Shaving (properly גָּלִח, ξυράω). The ancient Egyptians were the only Oriental nation who objected to wearing the beard. Hence, when Pharaoh sent to summon Joseph from his dungeon, we find it recorded that the patriarch "shaved himself" (Ge 41:14). Shaving was therefore a remarkable custom of the Egyptians, in which they were distinguished from other Oriental nations, who carefully cherished the beard, and regarded the loss of it as a deep disgrace. That this was the feeling of the Hebrews is obvious from many passages (see especially 2Sa 10:4); but here Joseph shaves himself in conformity with an Egyptian usage, of which this passage conveys the earliest intimation, but which is confirmed not only by the subsequent accounts of Greek and Roman writers, but by the ancient sculptures and paintings of Egypt, in which the male figure is usually beardless. It is true that in sculptures some heads have a curious rectangular beard, or rather beard case attached to the chin; but this is proved to be an artificial appendage by the same head being represented sometimes with and at other times without it, and still more by the appearance of a band which passes along the jaws and attaches it to the cap on the head or to the hair. It is concluded that this appendage was never actually worn, but was used in sculpture to indicate the male character. SEE BEARD.

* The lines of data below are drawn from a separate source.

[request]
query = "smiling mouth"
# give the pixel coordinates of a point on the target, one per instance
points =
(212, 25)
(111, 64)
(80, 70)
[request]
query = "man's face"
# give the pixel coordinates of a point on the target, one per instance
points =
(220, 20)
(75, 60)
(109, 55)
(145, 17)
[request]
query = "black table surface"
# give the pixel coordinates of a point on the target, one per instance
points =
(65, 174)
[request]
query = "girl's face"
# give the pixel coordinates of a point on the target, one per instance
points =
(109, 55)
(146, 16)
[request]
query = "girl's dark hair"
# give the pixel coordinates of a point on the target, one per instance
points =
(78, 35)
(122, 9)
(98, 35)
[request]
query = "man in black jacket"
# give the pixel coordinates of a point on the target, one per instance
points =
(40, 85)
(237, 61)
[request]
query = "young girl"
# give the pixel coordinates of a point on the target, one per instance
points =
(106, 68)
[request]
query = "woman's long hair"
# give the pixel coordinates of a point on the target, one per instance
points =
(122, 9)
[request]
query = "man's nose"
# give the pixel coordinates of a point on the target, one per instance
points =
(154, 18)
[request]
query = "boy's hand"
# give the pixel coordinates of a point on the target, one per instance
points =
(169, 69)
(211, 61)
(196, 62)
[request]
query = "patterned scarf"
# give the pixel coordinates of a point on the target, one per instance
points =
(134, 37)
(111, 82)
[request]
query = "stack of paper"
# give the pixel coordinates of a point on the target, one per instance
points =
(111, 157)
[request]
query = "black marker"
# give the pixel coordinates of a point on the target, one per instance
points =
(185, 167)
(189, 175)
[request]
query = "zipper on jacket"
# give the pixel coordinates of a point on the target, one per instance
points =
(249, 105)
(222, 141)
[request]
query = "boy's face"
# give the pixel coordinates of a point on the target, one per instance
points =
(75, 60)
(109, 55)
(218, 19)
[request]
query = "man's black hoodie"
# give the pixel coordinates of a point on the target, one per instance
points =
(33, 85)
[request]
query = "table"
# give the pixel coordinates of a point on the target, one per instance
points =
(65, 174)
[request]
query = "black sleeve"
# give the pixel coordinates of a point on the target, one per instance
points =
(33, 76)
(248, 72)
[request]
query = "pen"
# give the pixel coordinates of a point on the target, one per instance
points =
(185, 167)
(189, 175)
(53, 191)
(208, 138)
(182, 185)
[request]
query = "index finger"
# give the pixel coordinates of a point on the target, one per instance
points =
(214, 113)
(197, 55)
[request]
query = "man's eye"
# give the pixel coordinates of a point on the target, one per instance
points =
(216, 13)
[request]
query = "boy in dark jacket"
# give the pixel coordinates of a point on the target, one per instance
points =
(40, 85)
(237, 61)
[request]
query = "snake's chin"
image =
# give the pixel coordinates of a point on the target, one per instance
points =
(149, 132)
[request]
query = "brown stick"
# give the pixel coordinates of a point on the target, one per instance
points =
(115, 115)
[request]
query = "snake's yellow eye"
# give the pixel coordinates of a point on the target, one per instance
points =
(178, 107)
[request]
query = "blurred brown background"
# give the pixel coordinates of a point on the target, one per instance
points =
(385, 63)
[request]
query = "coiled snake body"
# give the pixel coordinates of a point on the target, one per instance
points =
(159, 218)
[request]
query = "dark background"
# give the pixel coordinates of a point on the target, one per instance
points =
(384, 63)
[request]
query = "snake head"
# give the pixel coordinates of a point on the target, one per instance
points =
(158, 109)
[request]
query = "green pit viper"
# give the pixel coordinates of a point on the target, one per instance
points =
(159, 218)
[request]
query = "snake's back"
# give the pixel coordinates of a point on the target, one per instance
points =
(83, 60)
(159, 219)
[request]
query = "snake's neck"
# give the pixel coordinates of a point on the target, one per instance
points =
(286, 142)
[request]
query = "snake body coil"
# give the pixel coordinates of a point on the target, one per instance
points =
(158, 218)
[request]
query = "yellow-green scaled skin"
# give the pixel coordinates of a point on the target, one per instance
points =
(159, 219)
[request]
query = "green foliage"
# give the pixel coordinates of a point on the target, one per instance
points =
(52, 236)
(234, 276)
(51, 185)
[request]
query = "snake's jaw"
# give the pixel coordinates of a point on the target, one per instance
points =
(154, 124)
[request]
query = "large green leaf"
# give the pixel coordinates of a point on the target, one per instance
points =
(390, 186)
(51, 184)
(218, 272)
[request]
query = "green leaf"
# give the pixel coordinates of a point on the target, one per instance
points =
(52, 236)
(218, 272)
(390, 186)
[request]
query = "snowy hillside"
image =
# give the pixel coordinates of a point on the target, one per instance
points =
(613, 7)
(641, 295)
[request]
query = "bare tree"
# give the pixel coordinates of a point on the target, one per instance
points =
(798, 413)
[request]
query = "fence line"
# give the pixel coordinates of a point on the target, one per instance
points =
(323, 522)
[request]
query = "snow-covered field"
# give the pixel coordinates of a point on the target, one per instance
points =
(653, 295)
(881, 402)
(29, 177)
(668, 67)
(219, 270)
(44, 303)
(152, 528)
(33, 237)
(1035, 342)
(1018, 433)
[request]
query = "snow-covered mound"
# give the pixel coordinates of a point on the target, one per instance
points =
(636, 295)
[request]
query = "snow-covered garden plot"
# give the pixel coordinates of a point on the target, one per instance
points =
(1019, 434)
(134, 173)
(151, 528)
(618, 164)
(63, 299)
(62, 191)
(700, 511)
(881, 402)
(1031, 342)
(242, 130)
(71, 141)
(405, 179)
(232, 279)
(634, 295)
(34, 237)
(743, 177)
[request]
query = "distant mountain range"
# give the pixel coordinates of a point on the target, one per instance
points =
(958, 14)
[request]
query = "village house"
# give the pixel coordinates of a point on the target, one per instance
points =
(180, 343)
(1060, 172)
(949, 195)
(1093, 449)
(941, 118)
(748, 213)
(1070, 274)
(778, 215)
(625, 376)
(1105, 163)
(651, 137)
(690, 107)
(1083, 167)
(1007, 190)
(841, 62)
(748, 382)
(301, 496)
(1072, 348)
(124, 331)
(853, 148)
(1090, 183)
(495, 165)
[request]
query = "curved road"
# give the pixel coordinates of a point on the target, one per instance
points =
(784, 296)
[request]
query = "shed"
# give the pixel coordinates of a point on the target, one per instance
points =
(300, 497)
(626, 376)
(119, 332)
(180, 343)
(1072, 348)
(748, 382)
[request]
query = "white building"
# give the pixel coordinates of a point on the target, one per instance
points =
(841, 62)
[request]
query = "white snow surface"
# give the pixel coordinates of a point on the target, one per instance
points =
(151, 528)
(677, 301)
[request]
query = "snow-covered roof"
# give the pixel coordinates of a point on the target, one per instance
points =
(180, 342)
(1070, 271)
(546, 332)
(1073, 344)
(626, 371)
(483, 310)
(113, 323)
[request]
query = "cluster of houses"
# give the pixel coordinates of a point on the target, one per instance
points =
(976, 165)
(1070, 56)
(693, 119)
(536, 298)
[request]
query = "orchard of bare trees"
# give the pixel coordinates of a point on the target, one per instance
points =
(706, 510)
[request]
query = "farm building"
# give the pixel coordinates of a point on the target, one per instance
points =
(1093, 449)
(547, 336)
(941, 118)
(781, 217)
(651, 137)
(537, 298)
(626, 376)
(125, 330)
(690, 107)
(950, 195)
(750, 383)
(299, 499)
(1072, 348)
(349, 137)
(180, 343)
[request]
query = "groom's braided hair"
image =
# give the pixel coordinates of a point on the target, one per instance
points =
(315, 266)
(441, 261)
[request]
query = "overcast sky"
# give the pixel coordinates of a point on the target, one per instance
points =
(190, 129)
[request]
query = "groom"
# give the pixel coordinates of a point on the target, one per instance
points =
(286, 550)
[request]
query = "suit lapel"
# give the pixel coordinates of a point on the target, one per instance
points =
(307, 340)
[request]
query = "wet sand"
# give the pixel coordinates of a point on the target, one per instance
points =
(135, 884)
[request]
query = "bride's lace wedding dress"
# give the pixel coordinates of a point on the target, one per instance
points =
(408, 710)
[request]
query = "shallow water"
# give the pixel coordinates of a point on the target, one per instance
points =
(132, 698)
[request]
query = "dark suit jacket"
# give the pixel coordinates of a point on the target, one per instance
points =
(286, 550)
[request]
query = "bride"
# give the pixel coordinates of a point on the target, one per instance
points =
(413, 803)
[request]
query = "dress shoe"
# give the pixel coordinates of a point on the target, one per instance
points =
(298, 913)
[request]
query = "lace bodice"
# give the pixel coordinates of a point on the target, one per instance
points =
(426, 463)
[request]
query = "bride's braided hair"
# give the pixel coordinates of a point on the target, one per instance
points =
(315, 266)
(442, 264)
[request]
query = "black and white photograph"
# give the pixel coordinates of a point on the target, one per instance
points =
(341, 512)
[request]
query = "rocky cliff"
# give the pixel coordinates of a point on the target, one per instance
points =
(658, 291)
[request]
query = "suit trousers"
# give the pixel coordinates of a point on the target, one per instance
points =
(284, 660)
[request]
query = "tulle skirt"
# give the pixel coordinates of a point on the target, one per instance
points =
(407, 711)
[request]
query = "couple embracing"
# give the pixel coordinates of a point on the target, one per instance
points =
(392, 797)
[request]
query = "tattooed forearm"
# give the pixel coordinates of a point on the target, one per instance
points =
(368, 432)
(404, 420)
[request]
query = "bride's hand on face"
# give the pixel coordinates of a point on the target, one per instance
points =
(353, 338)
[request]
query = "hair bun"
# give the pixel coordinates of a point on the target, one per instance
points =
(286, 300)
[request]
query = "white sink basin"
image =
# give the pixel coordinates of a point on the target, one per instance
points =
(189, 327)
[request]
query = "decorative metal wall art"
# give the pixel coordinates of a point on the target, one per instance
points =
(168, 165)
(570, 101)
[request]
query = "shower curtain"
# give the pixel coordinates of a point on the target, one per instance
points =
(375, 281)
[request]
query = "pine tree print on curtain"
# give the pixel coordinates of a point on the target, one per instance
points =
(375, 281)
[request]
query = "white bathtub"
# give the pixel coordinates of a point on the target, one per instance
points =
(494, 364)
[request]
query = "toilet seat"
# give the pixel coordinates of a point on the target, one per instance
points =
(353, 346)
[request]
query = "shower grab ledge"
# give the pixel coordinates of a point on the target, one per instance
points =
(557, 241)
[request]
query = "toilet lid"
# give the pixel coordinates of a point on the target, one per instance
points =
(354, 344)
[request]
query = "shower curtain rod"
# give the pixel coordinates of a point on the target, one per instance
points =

The practice of shaving. the beard and hair, and sometimes the whole body, was observed among the Hebrews only under extraordinary circumstances. The Levites on the day of their consecration, and the lepers at their purification, shaved all the hair off their bodies (Nu 8:7; Le 14:8-9). A woman taken prisoner in war, when she married a Jew, shaved the hair off her head (De 22:12), and the Hebrews generally, and also the nations bordering on Palestine, shaved themselves when they mourned, and in times of great calamity, whether public or private (Isa 7:20; Isa 15:2; Jer 41:5; Jer 48:37; Bar. 6:30). God commanded the priests not to cut their hair or beards in their mournings (Le 21:5). It may be proper to observe that, among the most degrading of punishments for: women is the loss of their hair; and the apostle hints at this (1Co 11:6): "If it be a shame for a woman to be shorn or shaven," etc. SEE HAIR.
Modern Orientals shave the head alone, and that only in the case of settled residents in towns (Van Lennep, Bible Lands, p. 517). SEE BARBER.